Apple cancels the previous iCloud photo service

After nearly twelve years, Apple is shutting down one of its most innovative cloud-based photo services, with all uploaded photos set for deletion by July 26, 2023.

Launched alongside iOS 5 in October 2011, My Photo Stream was introduced as part of Apple’s new iCloud service, providing an easy way to automatically share users’ most recent 1,000 photos across all their devices and keep them stored in the cloud until at 30 days.

Following a recent announcement from Apple, uploads to My Photo Stream will stop on June 26, meaning no photos will remain past July 26, thirty days later.

Also, users who only recently created their Apple ID may already find that My Photo Stream is no longer available. This is all part of Apple’s push to move people away from My Photo Stream and switch to iCloud Photos.

Will I lose my photos?

My Photo Stream automatically deletes uploaded photos after 30 days, but you can ensure that no photos are permanently lost by saving them to your device’s local storage before they eventually disappear from the service. To keep the best quality versions of your photos, download them to a Mac or PC, rather than an iOS device to receive the highest quality images.

My Photo Stream has become somewhat outdated, with the vast majority of features better supported by iCloud Photos. However, there are some instances where users might lose.

People who don’t have adequate available iCloud storage will no longer be able to use My Photo Stream to sync photos between devices. This is because photo uploads to iCloud Photos count against your iCloud storage quota, but uploads to My Photo Stream do not.
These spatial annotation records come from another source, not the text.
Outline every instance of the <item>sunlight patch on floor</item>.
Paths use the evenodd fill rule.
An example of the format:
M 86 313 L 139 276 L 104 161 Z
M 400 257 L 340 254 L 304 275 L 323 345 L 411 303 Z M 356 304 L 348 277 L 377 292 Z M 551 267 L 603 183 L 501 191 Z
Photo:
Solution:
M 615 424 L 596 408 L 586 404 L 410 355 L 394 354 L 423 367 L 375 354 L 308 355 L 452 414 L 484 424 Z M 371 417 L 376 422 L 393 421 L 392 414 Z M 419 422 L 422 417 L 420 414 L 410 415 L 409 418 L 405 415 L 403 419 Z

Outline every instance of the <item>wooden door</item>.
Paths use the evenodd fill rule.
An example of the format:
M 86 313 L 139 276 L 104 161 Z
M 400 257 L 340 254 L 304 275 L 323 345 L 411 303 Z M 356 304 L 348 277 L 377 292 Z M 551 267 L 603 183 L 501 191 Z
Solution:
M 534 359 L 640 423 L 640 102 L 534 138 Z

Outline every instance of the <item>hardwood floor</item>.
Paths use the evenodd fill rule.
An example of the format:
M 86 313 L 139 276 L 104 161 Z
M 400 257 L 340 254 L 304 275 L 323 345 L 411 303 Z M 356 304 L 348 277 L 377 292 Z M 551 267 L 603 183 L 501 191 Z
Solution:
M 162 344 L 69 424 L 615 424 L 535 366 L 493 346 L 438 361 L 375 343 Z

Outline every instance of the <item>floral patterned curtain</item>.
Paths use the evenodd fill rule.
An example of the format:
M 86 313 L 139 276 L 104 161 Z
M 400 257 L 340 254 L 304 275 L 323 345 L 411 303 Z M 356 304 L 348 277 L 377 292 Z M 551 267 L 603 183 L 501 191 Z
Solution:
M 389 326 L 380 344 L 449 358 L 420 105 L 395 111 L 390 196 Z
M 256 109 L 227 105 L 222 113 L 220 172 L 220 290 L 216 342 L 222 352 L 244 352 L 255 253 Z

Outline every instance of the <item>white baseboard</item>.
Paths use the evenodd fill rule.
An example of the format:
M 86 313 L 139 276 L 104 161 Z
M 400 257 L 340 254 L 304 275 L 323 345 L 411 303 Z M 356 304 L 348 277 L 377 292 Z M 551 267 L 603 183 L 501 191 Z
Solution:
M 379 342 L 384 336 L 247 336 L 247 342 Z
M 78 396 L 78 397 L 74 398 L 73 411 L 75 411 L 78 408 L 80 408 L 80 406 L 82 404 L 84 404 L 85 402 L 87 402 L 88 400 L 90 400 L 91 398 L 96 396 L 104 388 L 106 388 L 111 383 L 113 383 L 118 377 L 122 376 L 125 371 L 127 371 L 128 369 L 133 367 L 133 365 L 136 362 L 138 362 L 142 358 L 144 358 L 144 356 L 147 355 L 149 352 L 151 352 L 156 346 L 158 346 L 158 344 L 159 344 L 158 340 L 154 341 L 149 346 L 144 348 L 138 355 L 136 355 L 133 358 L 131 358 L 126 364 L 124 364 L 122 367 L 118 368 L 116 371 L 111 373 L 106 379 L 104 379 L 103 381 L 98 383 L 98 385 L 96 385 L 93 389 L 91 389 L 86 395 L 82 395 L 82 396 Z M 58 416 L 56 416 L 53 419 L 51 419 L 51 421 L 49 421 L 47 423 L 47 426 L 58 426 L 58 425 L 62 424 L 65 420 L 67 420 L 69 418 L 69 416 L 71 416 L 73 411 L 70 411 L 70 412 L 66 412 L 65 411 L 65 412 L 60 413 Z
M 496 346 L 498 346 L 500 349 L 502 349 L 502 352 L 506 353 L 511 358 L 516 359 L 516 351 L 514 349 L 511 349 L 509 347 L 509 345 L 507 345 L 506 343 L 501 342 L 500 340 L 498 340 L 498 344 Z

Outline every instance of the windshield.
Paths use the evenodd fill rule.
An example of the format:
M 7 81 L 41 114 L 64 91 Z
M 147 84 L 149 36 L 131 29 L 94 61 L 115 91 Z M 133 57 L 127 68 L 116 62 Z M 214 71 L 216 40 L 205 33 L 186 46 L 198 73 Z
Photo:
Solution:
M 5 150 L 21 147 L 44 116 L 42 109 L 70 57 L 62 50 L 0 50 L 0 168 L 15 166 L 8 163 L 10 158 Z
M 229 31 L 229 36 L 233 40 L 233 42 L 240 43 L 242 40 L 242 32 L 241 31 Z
If you run out of iCloud storage, you won’t be able to upload your photos to share.

Even My Photo Stream users with very old (and, by now, unsupported) devices may not be able to run iCloud Photos. My Photo Stream requires a device that supports at least one of the following operating systems: iOS 5.1, OS X Lion 10.7.5, tvOS 5.0, or Windows 7. Conversely, iCloud Photos requires iOS 8.3, OS X Yosemite 10.10.3, or Windows 10 .

If you’re still using an unsupported device, you’ll need to upgrade or find a new way to sync your photos.


My Photo Stream was designed to help you sync or transfer photos between all your iCloud-enabled devices. It’s not a photo library as such as it only provides temporary storage, keeping only the last 30 days of uploads. It’s also limited to a total of only 1,000 photos at a time.

More importantly, it doesn’t support video, live photos, GIFs, or modern formats like HEIF, and downloads to iOS devices are limited to low-resolution copies of the original photos. Also, any changes you might make to your photos aren’t updated on other devices.

While iCloud Photos requires a paid subscription to use beyond the initial 5GB free allocation, its range of supported features far outclasses My Photo Stream and is a much more powerful service.

You can read a complete list of the differences between the two services in this Apple support document.

Don’t panic

The My Photo Stream loss is likely to affect relatively few people, and more importantly, no photos will be suddenly deleted that wouldn’t have been removed anyway after the usual 30-day retention limit.

However, if you’re still using My Photo Stream, it’s time to move on.